Question

Show that the relation \( \le \) is a partial ordering on the set of Boolean functions of degree \(n\).

Short answer

It gets \( \le \) is a partial ordering on the set of Boolean function of degree \(n\).

Step-by-step solution

Definition

Let \({\bf{B = }}\left\{ {{\bf{0,1}}} \right\}\). Then \({{\bf{B}}^{\bf{n}}}{\bf{ = }}\left\{ {\left( {{{\bf{x}}_{\bf{1}}}{\bf{,}}{{\bf{x}}_{\bf{2}}}{\bf{, \ldots ,}}{{\bf{x}}_{\bf{n}}}} \right)\mid {{\bf{x}}_{\bf{i}}} \in {\bf{B}}} \right.\)for \(\left. {1 \le {\bf{i}} \le {\bf{n}}} \right\}\) is the set of all possible \({\bf{n}}\)-tuples of \({\bf{0's}}\) and \({\bf{1's}}\). The variable \({\bf{x}}\) is called a Boolean variable if it assumes values only from \({\bf{B}}\), that is, if its only possible values are \(0\) and \(1\). A function from \({{\bf{B}}^{\bf{n}}}\) to \({\bf{B}}\) is called a Boolean function and it has degree \({\bf{n}}\).
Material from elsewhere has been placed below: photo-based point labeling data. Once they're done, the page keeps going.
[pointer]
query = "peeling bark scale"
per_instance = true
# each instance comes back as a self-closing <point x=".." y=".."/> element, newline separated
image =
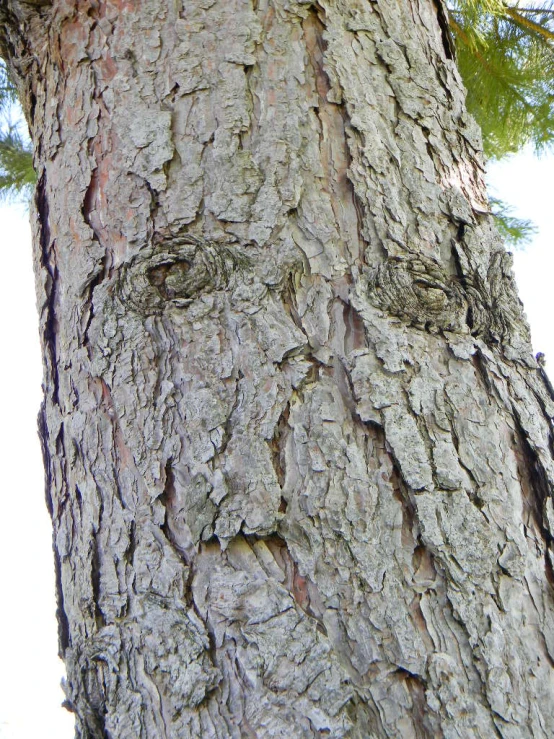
<point x="299" y="456"/>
Using the relation of reflexive

It needs to show that this relation is reflexive, antisymmetric, and transitive. That \({\bf{F}} \le F\) (reflexivity) is simply the tautology "if \(F\left( {{x_1}, \ldots ,{x_n}} \right) = 1\), then \(F\left( {{x_1}, \ldots ,{x_n}} \right) = 1\)." For antisymmetric, suppose that \(F \le G\) and \(G \le F\). Then the definition of the relation says that \(F\left( {{x_1}, \ldots ,{x_n}} \right) = 1\) if and only if \(G\left( {{x_1}, \ldots ,{x_n}} \right) = 1\), which is the definition of equality between functions, so \(F = G\).

Using the transitivity

Finally, for transitivity, suppose that \(F \le G\) and \(G \le H\). It wants to show that \(F \le H\). So, suppose that \(F\left( {{x_1}, \ldots ,{x_n}} \right) = 1\). Then by the first inequality \(G\left( {{x_1}, \ldots ,{x_n}} \right) = 1\), hence by the second inequality \(H\left( {{x_1}, \ldots ,{x_n}} \right) = 1\), as desired.

Therefore, it gets \( \le \) is a partial ordering on the set of Boolean function of degree \(n\).